Deal part of agency’s efforts to develop Philippines’ corporate bond market

Jingdong Hua, vice-president and treasurer of IFC
Jingdong Hua, vice-president and treasurer of IFC

MANILA – The International Finance Corp (IFC) is set to issue its first peso green bond as part of the agency’s efforts to develop the Philippines’ corporate bond market. Subject to market conditions, it hopes to launch the deal in the coming weeks, says Jingdong Hua, vice-president and treasurer of IFC.

Hua told The Asset that the likely size of the issue could be just under US$100 million equivalent. “We are supporting a client in the Philippines in the renewable energy sector,” he says. “We have received all the approvals and it is really now sounding out the market. If market conditions are right, we are ready to proceed.”

He says that as a triple A-rated issuer and having issued local currency bonds in many countries recently, including in the Peruvian sol, Indian rupee, Chinese yuan, Turkish lira, Mexican peso, Colombian peso, “we would be very happy to issue in the Philippine peso market”.
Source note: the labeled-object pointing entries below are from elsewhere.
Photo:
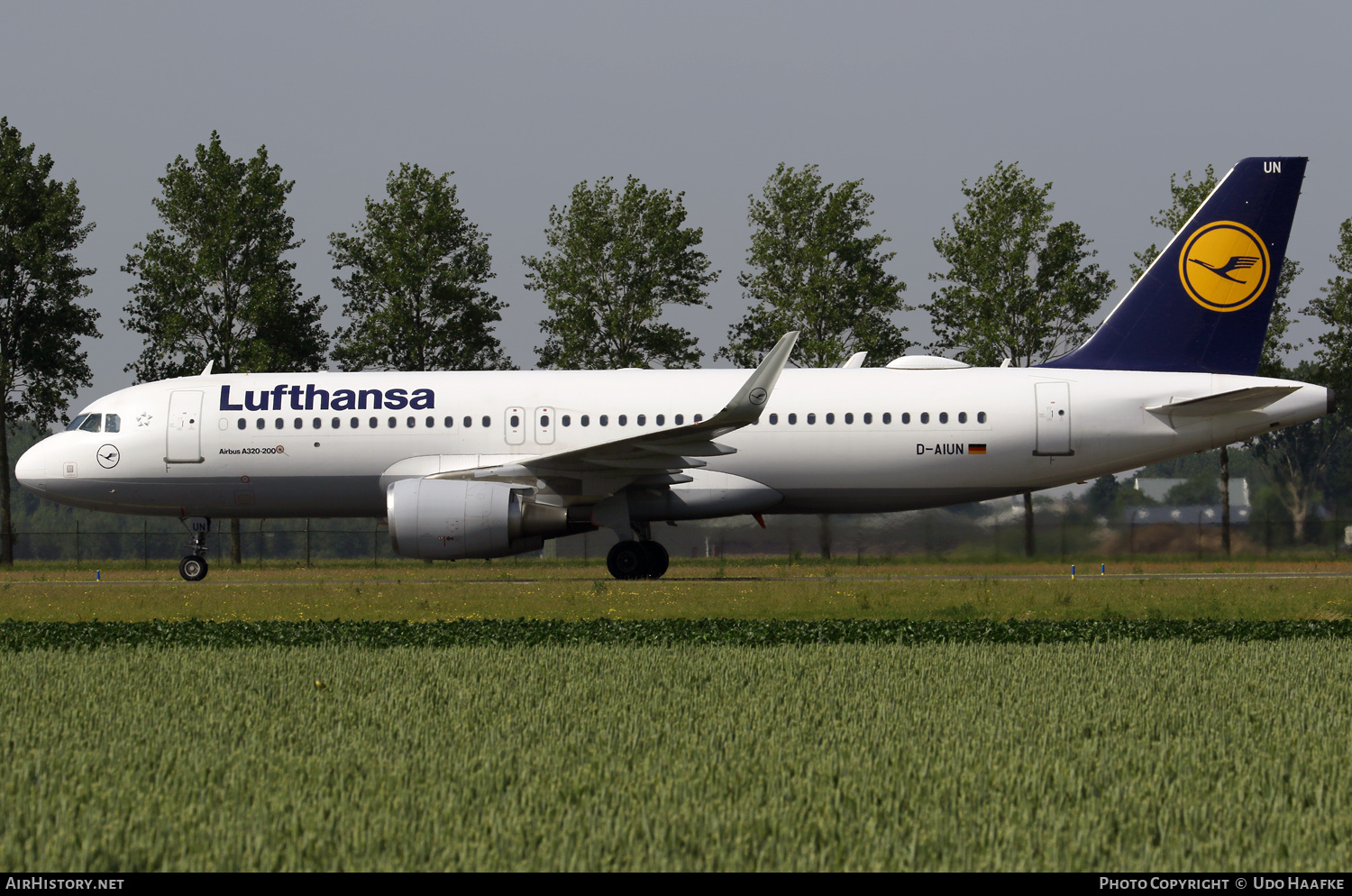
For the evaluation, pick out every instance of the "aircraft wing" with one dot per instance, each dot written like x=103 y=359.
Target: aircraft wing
x=652 y=458
x=1254 y=398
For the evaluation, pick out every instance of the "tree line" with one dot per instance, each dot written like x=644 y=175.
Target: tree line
x=213 y=284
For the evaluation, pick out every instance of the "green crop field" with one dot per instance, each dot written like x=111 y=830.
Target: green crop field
x=1128 y=754
x=737 y=715
x=744 y=590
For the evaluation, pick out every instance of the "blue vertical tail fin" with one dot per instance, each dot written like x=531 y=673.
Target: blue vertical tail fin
x=1203 y=305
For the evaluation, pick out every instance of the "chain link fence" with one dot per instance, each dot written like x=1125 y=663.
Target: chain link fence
x=940 y=534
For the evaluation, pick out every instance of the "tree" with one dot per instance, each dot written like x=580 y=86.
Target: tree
x=1102 y=496
x=1017 y=287
x=816 y=270
x=618 y=261
x=215 y=287
x=1301 y=458
x=416 y=291
x=41 y=321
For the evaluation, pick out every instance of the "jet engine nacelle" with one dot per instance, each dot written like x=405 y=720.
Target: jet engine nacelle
x=456 y=519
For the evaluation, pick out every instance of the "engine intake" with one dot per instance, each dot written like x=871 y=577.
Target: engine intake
x=456 y=519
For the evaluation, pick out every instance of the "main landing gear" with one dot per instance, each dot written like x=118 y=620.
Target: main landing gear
x=194 y=566
x=643 y=558
x=637 y=560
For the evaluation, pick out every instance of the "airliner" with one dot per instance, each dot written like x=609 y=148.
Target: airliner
x=489 y=463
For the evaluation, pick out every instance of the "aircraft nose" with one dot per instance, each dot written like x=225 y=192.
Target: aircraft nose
x=32 y=469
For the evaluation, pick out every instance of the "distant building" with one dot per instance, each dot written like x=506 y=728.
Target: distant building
x=1157 y=488
x=1184 y=514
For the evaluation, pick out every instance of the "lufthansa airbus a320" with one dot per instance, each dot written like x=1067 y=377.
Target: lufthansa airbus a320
x=487 y=463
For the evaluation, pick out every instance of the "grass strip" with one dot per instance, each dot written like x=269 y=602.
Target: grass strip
x=86 y=635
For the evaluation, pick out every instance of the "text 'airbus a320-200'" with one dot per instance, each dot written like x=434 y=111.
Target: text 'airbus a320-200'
x=489 y=463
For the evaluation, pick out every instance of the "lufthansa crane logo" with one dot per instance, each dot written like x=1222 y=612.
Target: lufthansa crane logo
x=1224 y=267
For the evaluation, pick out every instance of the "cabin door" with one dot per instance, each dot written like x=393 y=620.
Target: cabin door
x=514 y=422
x=184 y=438
x=545 y=426
x=1054 y=418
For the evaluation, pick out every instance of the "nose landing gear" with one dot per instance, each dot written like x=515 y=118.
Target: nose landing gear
x=194 y=566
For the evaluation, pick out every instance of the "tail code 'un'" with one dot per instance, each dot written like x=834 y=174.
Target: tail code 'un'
x=1203 y=306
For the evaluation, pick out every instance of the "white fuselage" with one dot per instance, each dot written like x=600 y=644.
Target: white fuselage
x=860 y=441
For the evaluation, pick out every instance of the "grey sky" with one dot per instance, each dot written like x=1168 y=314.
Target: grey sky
x=525 y=100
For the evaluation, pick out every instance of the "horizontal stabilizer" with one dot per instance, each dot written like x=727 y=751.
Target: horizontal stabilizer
x=1254 y=398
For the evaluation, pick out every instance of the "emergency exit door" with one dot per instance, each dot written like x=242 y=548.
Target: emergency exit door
x=1054 y=418
x=183 y=443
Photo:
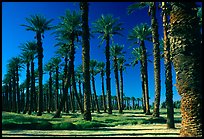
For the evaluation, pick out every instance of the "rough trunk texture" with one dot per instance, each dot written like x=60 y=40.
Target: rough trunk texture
x=27 y=87
x=117 y=84
x=145 y=76
x=108 y=79
x=121 y=87
x=186 y=48
x=86 y=60
x=95 y=96
x=40 y=72
x=168 y=73
x=156 y=52
x=103 y=93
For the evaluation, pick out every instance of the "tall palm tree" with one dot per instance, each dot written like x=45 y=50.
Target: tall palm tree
x=168 y=73
x=39 y=24
x=28 y=55
x=101 y=68
x=56 y=62
x=86 y=59
x=94 y=72
x=139 y=34
x=15 y=63
x=156 y=50
x=122 y=66
x=186 y=50
x=116 y=50
x=69 y=30
x=49 y=68
x=107 y=26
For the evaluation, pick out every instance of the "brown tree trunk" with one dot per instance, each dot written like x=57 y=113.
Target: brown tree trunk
x=186 y=50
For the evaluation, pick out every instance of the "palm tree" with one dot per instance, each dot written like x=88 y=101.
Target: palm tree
x=39 y=24
x=101 y=68
x=69 y=30
x=28 y=54
x=139 y=34
x=116 y=51
x=49 y=68
x=122 y=66
x=107 y=26
x=168 y=73
x=15 y=64
x=56 y=62
x=86 y=59
x=156 y=50
x=186 y=50
x=94 y=72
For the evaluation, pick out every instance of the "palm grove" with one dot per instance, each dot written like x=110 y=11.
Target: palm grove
x=181 y=45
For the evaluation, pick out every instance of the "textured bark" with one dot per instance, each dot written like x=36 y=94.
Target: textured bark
x=117 y=84
x=121 y=87
x=57 y=87
x=168 y=73
x=86 y=60
x=156 y=52
x=108 y=79
x=185 y=40
x=17 y=90
x=145 y=76
x=40 y=72
x=27 y=88
x=95 y=96
x=103 y=92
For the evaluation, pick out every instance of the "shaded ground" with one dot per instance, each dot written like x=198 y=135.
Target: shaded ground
x=131 y=123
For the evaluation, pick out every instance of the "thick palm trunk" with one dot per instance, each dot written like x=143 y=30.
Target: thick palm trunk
x=168 y=73
x=95 y=96
x=145 y=77
x=86 y=60
x=57 y=87
x=18 y=91
x=27 y=88
x=117 y=84
x=186 y=49
x=108 y=79
x=103 y=93
x=156 y=52
x=65 y=84
x=73 y=76
x=67 y=79
x=40 y=72
x=32 y=88
x=121 y=87
x=143 y=87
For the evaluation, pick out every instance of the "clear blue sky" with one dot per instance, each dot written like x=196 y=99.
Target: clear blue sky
x=14 y=14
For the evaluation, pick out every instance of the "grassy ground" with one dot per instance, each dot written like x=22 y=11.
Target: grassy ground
x=131 y=123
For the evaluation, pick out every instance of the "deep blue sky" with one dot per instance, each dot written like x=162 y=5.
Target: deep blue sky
x=14 y=14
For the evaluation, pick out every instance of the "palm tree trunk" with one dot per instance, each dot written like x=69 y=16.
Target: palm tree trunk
x=67 y=80
x=40 y=72
x=168 y=73
x=186 y=50
x=57 y=87
x=156 y=51
x=121 y=87
x=73 y=76
x=17 y=90
x=27 y=87
x=95 y=96
x=108 y=79
x=103 y=93
x=86 y=60
x=117 y=84
x=145 y=76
He believes the opportunity to develop the Philippine corporate bond market is considerable. “If you look at Southeast Asia, the most developed corporate bond market is in Malaysia, accounting for 45% of GDP,” Hua explains. “We are talking about US$120 billion of corporate bonds outstanding; that is a huge amount of savings that through the transparent intermediation of the capital market have gone to invest in private sector financing.”

Unlike Malaysia, he notes that the Philippines is much more of a bank-centric model. “The corporate bond market is less than 7% of GDP [in the Philippines]. That compares with Thailand’s 20%, China and South Korea’s 80%.”
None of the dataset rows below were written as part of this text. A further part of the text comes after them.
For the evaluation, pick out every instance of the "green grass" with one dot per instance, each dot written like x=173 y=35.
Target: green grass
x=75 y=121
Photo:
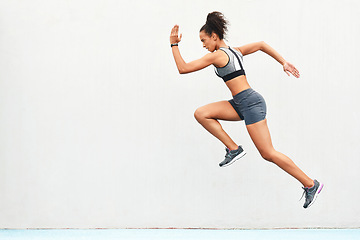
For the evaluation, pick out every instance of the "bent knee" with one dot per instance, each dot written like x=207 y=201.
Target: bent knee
x=201 y=114
x=268 y=155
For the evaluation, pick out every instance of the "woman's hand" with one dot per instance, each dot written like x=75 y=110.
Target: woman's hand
x=289 y=68
x=174 y=38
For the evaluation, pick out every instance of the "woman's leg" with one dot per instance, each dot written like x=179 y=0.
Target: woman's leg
x=259 y=133
x=208 y=115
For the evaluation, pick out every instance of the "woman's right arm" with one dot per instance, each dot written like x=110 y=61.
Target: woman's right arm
x=181 y=65
x=253 y=47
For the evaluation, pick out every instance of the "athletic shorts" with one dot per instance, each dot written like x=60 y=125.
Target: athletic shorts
x=250 y=106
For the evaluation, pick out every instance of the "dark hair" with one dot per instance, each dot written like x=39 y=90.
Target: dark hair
x=215 y=23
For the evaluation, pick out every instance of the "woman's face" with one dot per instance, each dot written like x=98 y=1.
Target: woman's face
x=208 y=42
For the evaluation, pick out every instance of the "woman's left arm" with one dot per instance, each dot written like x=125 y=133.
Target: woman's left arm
x=182 y=66
x=253 y=47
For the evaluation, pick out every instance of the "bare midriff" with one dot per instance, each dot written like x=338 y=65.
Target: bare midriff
x=237 y=84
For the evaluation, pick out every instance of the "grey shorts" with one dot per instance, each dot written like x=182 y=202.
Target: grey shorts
x=250 y=106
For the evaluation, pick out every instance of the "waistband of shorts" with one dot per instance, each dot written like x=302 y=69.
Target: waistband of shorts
x=244 y=93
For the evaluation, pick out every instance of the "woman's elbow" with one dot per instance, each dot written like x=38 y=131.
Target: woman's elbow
x=262 y=45
x=183 y=70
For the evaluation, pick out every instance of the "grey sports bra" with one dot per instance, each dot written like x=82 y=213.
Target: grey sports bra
x=233 y=68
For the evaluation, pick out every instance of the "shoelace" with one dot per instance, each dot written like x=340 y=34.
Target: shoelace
x=306 y=192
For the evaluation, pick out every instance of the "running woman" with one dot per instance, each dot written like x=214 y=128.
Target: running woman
x=246 y=104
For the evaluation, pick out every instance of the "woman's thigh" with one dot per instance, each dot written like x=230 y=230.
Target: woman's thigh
x=260 y=135
x=222 y=110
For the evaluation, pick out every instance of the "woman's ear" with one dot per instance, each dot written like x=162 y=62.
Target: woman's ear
x=214 y=36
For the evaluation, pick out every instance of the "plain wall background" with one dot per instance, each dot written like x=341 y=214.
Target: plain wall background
x=97 y=126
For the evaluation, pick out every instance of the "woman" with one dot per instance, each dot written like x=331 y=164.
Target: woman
x=247 y=104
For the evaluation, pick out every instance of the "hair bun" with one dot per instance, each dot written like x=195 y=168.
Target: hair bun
x=215 y=22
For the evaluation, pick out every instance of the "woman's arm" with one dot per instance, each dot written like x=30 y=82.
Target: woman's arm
x=253 y=47
x=193 y=66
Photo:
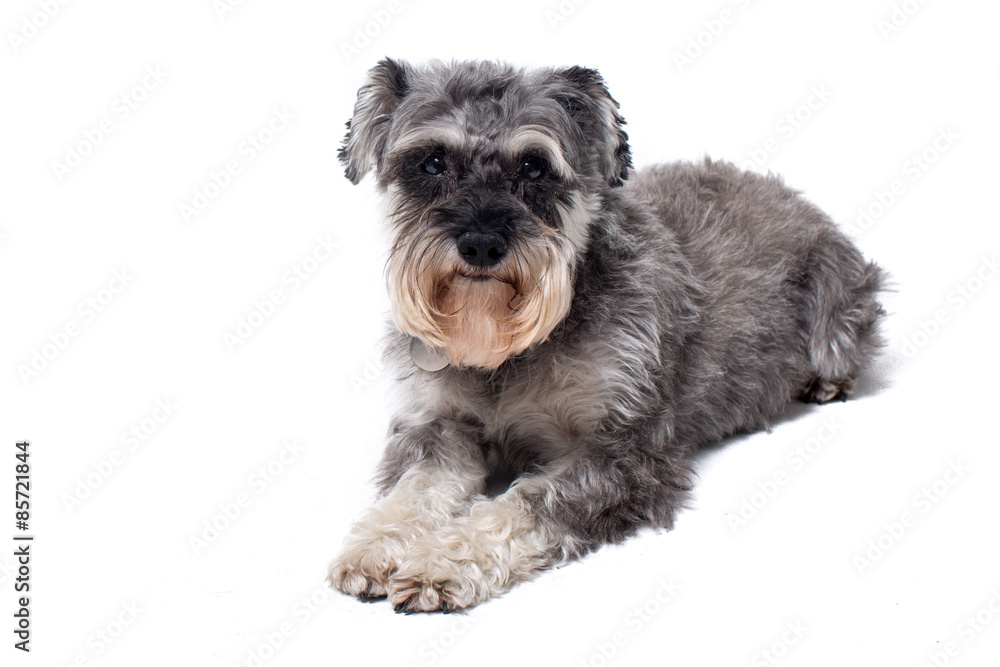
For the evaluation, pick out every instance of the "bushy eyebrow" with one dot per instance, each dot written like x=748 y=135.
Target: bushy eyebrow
x=529 y=140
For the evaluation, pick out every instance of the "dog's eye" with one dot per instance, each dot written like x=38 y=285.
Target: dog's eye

Hua believes there is huge potential to develop the local currency bond market and to use the capital market to diversify funding for corporates in the Philippines. “Eventually, banks will have to move to Basel III; under Basel III, long-term project financing consumes too much economic capital for banks.”

The capital market can provide an alternative to connect savings from pensions to insurance companies and asset managers, and through a standardized and transparent bond offering that allocates the right risk/return through the bond market, he explains. “I am very optimistic that the Philippine market will follow what has happened in Thailand and Malaysia.”

Given Philippines’ GDP, which is about US$300 billion; 5% of that is US$15 billion, he continues. “Just imagine, once the Philippine corporate bond market reaches 20%, you are talking about US$60 billion of financing.” The other value in building the bond market is it helps build the savings industry by giving savers more choices of asset classes.

Hua agrees that there are challenges in developing the peso bond market not least the ample liquidity in the banking market today. “I would urge corporate treasurers to always think about diversification of funding sources. Even if it takes a little bit longer to do the first bond issue. But longer term, and once you have established yourself as a reputable bond issuer, you will have more reliable sources of funding.”